Jika pemaknaan menjaga Indonesia sedemikian sempit, angkat senjata sebagaimana hasutan kerdil, ujaran kebencian dan tendensius disebarluaskan melalui media sosial (medsos) dalam bentuk meme, misalnya, membenturkan Barisan Ansor Serbaguna (Banser) dengan gerakan separatis di Papua, Indonesia tak perlu petani, guru hingga Abdi Sipil Negara (ASN).

Fakta akan membantah point of view atau sudut pandang big close up alias BCU (pengambilan gambar obyek tertentu dengan detail satu fokus), bahwa menjaga Indonesia hanya dengan cara-cara militer.

Untuk menjaga NKRI, ASN berperan mewujudkan tujuan pembangunan nasional melalui pelayanan publik yang profesional hingga bersih dari praktik korupsi, kolusi, dan nepotisme.

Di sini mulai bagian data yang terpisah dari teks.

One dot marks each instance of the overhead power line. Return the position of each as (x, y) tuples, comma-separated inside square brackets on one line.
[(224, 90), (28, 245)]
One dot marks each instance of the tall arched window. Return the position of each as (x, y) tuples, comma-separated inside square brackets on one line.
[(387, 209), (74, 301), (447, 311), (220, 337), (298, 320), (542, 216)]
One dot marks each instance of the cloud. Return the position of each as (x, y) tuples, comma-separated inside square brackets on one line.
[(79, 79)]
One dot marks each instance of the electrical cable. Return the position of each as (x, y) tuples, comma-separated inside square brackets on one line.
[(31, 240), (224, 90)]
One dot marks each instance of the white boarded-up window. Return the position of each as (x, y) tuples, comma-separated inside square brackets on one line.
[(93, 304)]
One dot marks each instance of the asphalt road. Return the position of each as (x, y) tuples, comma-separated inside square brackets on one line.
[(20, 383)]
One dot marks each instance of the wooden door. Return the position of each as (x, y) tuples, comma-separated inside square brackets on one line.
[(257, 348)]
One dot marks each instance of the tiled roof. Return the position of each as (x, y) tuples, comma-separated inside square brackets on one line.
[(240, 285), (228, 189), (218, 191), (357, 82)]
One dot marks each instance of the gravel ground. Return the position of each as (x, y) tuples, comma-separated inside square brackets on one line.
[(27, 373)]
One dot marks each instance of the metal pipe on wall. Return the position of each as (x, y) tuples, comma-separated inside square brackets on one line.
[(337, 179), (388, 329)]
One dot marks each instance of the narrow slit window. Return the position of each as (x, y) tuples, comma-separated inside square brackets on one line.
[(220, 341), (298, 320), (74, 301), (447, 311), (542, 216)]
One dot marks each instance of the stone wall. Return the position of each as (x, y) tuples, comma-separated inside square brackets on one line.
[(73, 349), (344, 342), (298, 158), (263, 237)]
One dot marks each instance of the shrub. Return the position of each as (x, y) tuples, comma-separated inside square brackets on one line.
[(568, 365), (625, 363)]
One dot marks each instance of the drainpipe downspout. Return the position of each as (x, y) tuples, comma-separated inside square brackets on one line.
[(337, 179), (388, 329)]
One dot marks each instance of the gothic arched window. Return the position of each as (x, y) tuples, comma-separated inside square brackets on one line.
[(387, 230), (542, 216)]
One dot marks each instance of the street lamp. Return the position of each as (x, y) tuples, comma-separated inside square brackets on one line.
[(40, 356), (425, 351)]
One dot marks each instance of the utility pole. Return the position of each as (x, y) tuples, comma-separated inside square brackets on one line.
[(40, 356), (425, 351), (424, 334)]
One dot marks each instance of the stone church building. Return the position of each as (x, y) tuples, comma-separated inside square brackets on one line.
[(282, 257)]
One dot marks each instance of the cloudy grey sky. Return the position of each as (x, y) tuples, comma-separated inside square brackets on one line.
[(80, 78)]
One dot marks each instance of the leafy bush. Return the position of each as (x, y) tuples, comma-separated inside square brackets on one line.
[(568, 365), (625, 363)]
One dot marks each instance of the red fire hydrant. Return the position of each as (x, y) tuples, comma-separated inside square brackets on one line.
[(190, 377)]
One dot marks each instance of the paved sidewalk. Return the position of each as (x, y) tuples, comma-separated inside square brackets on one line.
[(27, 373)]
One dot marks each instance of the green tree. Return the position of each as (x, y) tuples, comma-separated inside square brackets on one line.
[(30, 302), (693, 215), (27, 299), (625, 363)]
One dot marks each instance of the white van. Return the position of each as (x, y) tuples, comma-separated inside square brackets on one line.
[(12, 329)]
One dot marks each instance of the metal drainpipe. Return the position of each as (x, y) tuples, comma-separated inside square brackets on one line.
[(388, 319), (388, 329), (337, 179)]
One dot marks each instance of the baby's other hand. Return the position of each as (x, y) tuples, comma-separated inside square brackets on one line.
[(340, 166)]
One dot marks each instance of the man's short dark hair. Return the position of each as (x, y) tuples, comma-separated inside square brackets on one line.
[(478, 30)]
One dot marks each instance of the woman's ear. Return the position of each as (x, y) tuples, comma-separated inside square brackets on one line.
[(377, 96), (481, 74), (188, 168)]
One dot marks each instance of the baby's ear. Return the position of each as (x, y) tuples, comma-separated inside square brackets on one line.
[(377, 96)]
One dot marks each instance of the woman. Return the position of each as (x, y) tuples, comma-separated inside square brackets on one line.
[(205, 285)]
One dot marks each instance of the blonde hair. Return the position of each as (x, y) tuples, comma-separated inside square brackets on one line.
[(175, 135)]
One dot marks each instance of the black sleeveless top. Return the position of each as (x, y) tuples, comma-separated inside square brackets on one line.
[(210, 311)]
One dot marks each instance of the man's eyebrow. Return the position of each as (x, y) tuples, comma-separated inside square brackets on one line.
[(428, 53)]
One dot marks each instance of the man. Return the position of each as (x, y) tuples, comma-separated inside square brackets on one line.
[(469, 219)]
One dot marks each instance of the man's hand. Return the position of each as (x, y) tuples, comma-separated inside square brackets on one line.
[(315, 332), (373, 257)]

Tentara Nasional Indonesia (TNI), Polri akan menjaga NKRI dengan tugas pokok dan fungsinya. Guru dengan mendidik generasi bangsa. Dan petani dengan bercocok tanam, peran penting yang membuat Hadratussyekh KH Muhammad Hasyim Asyari menyebutnya sebagai penolong negeri. Begitu pula profesi lain.

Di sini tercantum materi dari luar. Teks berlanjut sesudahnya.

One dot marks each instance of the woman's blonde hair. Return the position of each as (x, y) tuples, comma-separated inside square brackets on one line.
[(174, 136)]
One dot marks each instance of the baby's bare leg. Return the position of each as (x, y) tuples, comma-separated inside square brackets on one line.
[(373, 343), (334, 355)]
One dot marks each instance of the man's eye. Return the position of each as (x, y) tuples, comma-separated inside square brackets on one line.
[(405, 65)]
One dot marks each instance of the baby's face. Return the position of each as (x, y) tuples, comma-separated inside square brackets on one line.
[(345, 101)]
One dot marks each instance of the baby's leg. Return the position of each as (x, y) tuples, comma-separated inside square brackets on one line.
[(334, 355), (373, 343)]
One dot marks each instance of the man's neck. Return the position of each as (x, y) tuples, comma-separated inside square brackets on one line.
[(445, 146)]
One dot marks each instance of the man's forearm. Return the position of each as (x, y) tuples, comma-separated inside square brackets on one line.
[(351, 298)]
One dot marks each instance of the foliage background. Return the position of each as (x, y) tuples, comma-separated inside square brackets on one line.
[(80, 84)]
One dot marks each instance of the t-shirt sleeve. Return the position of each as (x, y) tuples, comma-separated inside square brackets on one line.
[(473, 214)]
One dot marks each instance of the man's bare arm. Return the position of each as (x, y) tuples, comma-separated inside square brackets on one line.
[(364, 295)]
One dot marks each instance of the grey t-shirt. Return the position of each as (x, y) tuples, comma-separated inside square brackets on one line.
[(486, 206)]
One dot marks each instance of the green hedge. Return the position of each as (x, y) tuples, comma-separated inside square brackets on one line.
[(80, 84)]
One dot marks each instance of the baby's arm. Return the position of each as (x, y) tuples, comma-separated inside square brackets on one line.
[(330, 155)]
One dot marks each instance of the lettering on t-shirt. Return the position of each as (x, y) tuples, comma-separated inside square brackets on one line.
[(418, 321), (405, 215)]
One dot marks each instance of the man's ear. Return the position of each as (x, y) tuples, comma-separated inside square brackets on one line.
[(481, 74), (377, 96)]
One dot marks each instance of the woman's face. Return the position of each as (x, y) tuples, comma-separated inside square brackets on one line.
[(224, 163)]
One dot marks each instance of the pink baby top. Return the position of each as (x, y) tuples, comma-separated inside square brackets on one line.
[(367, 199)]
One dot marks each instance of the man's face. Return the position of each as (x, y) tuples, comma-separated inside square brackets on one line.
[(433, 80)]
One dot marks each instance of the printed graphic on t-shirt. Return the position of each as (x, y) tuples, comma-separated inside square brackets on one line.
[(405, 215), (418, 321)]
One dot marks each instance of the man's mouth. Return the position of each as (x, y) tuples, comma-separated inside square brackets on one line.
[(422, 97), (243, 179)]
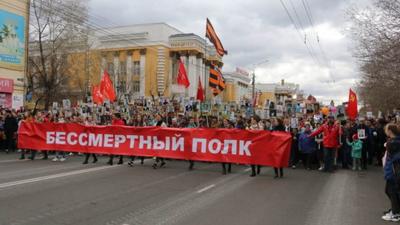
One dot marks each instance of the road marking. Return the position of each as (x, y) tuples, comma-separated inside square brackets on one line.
[(12, 160), (54, 176), (205, 188)]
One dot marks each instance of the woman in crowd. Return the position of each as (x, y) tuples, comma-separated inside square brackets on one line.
[(89, 122), (226, 167), (27, 119), (278, 126), (159, 122), (307, 146), (392, 172), (117, 121), (255, 125)]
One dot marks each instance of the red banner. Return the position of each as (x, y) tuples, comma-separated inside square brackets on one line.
[(213, 145)]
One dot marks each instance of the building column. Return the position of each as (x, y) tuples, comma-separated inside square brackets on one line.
[(192, 72), (142, 72), (129, 72)]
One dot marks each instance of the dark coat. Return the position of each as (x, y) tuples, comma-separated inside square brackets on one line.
[(10, 125)]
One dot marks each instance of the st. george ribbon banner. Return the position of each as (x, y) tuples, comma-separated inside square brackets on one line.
[(213, 145)]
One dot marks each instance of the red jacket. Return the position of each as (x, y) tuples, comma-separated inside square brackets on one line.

Selain itu, untuk menjaga Indonesia yang diacak-acak kelompok takfiri, penyebar kebencian dan fitnah, sehingga nyaris seperti lantunan Nella Kharisma dalam Jaran Goyang: hubungan  semula adem, tapi sekarang kecut bagaikan asem, jelas membutuhkan rumah produksi yang bisa membuat hipnosis atau iklan masif setiap hari.

Selain pada masyarakat, aktivis keberagaman, organisasi Islam seperti Muhammadiyah yang menegaskan Indonesia sebagai darul ahdi wa syahadah, satu harapan terwujudnya rumah produksi itu ada pada Nahdlatul Ulama (NU) berikut badan otonomnya yang berdiam diantara 132,7 juta pengguna medsos menurut survei We Are Social dan Hootsuite, Januari 2018. 

Hipnosis Anti Islam
Selain menerima Pancasila sebagai asas tunggal bernegara yang ditegaskan kembali pada Muktamar NU tahun 1984 di Situbondo, Jawa Timur. NU juga telah berkomitmen Indonesia adalah bagian dari bumi Allah, sebagai kawasan amal dan dakwah ajaran Islam yang universal, kaffatan linnas dan rahmatan lil’alamin.

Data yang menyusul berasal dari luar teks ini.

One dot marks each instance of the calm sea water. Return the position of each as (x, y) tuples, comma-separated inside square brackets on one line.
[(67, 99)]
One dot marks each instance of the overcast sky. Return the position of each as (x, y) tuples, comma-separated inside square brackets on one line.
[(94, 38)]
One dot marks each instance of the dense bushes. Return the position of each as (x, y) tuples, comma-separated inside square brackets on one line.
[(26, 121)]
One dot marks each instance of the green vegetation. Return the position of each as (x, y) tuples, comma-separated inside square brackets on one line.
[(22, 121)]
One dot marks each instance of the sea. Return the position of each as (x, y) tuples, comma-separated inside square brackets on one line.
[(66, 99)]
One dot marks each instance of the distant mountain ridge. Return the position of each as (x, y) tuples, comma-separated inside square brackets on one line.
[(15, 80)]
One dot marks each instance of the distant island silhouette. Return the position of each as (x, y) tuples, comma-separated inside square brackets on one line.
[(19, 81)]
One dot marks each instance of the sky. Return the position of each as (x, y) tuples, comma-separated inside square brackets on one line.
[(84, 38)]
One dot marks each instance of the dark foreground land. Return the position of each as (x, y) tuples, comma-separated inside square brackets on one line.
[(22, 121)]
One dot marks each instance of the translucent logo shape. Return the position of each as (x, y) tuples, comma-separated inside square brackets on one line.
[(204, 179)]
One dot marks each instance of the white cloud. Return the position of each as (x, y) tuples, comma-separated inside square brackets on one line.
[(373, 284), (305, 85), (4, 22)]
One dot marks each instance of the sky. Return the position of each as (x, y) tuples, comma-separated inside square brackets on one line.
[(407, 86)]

Tapi dewasa ini, ada pembelokan atas hal itu. Keributan dan kegaduhan membangun sentimen anti Islam terus diproduksi. Di medsos, sejumlah persoalan yang semestinya tak relevan, belakangan selalu menyertakan tanda pagar (tagar) politik. Melalui medsos pula, benih teroris juga disebar.

Dita Siska Millenia (18) yang ditangkap bersama Siska Nur Azizah (21), di Markas Komando Brigade Mobil (Mako Brimob), Kelapa Dua Depok pada Sabtu (12/5/2018) sebagaimana dilansir Tempo, mengaku terobsesi menghabisi orang lain.

Perempuan asal Temanggung, Jawa Tengah itu mengaku mendapatkan informasi jihad ekstrem Islamic State in Iraq and Sham (ISIS) melalui medsos. Penumbuhan bibit radikal bagi Dita selanjutnya berlangsung melalui grup WhatsApp dan Telegram tertutup.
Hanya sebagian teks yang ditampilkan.